In what may be the Centre’s first strike in response to the rural distress read into the Gujarat Assembly poll outcomes, a 30% customs duty has been slapped on the import of chana dal and masoor dal. The official reasoning is clear. Cheap imports could hit farm incomes especially at a time when domestic production of pulses is at a record high and a bumper rabi crop is expected. With an adequate domestic stockpile of pulses and with international prices remaining low for a prolonged period, the Centre fears that traders may still prefer to import some pulses rather than buy the fresh crop from local farmers at higher prices. There has been a significant upsurge in imports, in the range of 30% to 46%, in four out of the first six months of this financial year. Chana and masoor were the key contributors for India’s pulses imports rising to over $1.6 billion between April and September, compared to $1.2 billion in the same period last year. The value of chana imports in this period rose 373%, while masoor grew 204% year on year.
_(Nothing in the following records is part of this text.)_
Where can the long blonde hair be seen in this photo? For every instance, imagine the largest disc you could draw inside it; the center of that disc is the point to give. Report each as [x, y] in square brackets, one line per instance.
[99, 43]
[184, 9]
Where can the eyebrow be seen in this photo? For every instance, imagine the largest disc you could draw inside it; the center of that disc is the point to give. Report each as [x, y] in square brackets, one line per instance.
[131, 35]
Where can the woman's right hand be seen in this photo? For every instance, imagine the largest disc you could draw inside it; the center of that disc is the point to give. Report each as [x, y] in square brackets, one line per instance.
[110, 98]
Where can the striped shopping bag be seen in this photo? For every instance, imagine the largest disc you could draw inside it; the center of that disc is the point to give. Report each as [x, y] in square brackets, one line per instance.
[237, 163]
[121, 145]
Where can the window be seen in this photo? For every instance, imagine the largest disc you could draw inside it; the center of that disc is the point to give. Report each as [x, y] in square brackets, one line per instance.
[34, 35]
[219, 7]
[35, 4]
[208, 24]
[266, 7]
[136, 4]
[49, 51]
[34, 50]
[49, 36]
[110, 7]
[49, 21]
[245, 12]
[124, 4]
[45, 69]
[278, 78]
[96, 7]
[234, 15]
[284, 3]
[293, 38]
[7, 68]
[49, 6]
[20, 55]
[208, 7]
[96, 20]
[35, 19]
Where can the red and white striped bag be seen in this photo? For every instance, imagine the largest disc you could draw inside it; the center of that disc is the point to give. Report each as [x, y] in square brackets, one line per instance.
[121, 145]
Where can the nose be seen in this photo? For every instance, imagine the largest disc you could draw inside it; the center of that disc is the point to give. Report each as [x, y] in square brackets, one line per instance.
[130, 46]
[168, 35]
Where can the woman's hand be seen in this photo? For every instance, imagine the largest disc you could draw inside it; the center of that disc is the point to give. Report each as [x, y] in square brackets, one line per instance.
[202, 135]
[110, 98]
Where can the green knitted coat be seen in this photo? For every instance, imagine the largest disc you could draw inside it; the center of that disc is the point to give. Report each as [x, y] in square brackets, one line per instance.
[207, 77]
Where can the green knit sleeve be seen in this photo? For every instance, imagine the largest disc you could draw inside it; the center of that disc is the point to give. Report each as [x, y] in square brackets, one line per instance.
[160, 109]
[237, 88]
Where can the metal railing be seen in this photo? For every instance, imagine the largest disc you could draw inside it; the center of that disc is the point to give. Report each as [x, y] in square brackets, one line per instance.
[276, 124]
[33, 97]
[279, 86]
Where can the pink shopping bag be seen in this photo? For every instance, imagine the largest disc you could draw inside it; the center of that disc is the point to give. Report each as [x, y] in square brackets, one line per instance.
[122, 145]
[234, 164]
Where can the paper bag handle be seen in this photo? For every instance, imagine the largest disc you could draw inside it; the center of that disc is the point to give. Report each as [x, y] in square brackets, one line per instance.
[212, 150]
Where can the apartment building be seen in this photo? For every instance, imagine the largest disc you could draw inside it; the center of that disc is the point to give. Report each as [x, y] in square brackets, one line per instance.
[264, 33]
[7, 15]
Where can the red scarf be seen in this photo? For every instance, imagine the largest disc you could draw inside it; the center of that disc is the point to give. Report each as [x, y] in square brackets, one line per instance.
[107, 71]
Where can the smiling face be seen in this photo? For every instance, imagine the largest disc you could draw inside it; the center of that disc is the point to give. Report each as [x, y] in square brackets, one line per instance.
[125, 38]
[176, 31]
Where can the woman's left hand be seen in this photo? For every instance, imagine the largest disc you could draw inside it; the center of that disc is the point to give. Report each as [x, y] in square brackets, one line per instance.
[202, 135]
In September, masoor imports shrank 56% in value terms while chana imports grew by a little over 200%. Disaggregated data for the last two months are not available, but overall pulses imports have cooled off since September, with total pulses imports shrinking nearly 30% in October and about 38% last month.
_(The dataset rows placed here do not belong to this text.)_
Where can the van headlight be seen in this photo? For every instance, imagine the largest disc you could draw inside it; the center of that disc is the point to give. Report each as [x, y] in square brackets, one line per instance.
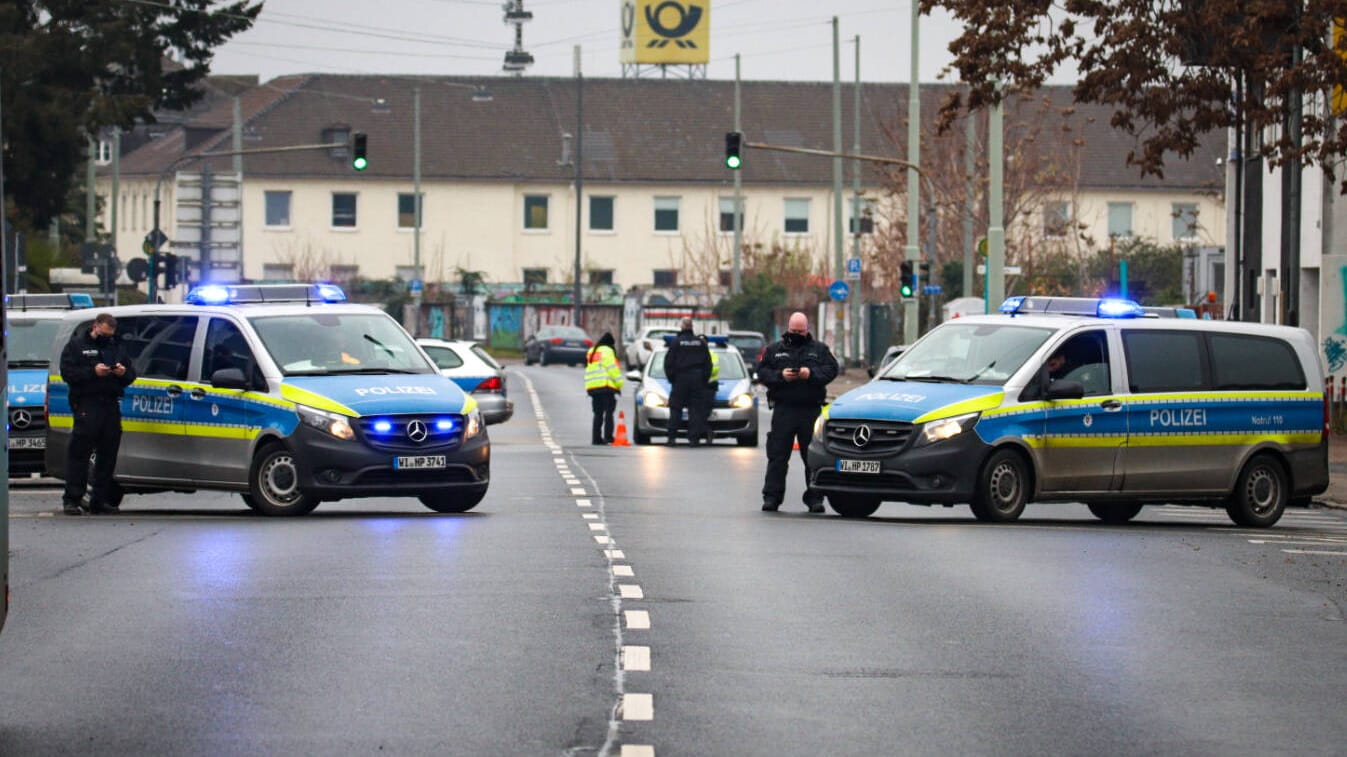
[947, 429]
[473, 423]
[329, 422]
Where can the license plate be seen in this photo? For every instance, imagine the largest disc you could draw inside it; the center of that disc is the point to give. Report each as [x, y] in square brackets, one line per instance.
[416, 462]
[858, 466]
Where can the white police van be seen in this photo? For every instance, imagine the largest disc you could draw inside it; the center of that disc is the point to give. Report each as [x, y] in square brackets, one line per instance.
[284, 393]
[31, 322]
[1085, 400]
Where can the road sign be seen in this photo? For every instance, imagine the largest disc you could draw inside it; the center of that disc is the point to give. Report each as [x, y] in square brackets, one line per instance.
[853, 268]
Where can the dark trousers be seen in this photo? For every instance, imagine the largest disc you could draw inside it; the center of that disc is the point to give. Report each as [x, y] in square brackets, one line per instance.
[97, 431]
[604, 404]
[684, 395]
[788, 424]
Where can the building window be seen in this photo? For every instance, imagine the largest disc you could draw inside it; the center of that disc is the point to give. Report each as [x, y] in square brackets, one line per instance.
[796, 214]
[1184, 220]
[1120, 218]
[278, 208]
[535, 212]
[1056, 218]
[407, 210]
[666, 213]
[728, 214]
[278, 271]
[344, 209]
[601, 213]
[868, 209]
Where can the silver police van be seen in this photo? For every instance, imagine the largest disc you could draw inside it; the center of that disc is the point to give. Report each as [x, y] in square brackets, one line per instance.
[287, 395]
[1083, 400]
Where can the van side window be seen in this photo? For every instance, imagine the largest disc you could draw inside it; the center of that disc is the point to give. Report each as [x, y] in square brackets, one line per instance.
[1164, 361]
[160, 345]
[1245, 361]
[228, 348]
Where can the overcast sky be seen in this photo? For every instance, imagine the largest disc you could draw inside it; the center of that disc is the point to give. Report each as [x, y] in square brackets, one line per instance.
[776, 39]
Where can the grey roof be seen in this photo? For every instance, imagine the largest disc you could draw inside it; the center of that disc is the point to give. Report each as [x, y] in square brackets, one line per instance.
[649, 131]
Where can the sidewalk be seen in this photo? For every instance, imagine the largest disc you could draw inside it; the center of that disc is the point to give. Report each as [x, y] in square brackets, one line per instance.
[1334, 497]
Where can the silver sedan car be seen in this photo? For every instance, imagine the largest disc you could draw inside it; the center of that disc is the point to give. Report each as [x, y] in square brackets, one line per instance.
[734, 412]
[476, 372]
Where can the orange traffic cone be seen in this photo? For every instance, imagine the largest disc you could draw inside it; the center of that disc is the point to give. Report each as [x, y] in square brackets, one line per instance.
[620, 435]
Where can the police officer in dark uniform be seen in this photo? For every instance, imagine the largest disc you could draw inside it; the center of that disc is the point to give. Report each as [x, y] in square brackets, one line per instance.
[796, 372]
[687, 364]
[97, 371]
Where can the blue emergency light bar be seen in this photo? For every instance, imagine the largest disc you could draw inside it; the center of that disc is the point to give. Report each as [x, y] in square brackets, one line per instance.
[1095, 307]
[58, 301]
[256, 294]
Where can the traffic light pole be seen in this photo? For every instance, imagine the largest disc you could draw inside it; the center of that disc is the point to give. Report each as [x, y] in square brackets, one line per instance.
[178, 163]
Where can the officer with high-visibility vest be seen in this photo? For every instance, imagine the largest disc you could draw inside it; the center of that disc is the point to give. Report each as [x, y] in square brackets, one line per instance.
[602, 383]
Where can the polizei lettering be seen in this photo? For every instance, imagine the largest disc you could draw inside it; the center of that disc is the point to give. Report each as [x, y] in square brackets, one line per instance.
[384, 391]
[151, 406]
[1179, 418]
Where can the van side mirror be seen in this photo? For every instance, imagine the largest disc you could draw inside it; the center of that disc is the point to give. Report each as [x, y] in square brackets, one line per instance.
[229, 379]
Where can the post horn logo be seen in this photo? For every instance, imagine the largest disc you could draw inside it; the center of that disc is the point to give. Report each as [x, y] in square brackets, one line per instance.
[687, 20]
The recent trend of moderation in imports indicates that the government may have moved too late to curb them, but flawed market timing isn’t the real issue. Reflexively raising or breaking such tariff walls, as the production cycle warrants, doesn’t add up to a serious long-term policy, which should be aimed at boosting farm incomes and ensuring food security. In the case of a key protein source like pulses, import duties may be counterproductive going forward. Just last year, while prices were soaring in the Indian market, Prime Minister Narendra Modi signed a pact to double pulses imports from Mozambique. A bumper crop or two will not diminish the importance of such deals in harder times. India has dal diplomacy interests with more than 40 other countries, for whom the latest move will be of concern, especially since there is already 10% import duty on toor dal and a hefty 50% duty was levied on yellow peas in November. Farmers, like investors, need predictability and coherence in government policies. Just as a duty hike on electronic goods won’t directly prop up local manufacturing or curb their consumption, hiking import duties on one dal or another won’t make farmers better-off — though traders who accumulated cheaper imports will benefit. The government must devise better means to shore up farm incomes without stirring up inflation or upsetting carefully cultivated food security partnerships around the world.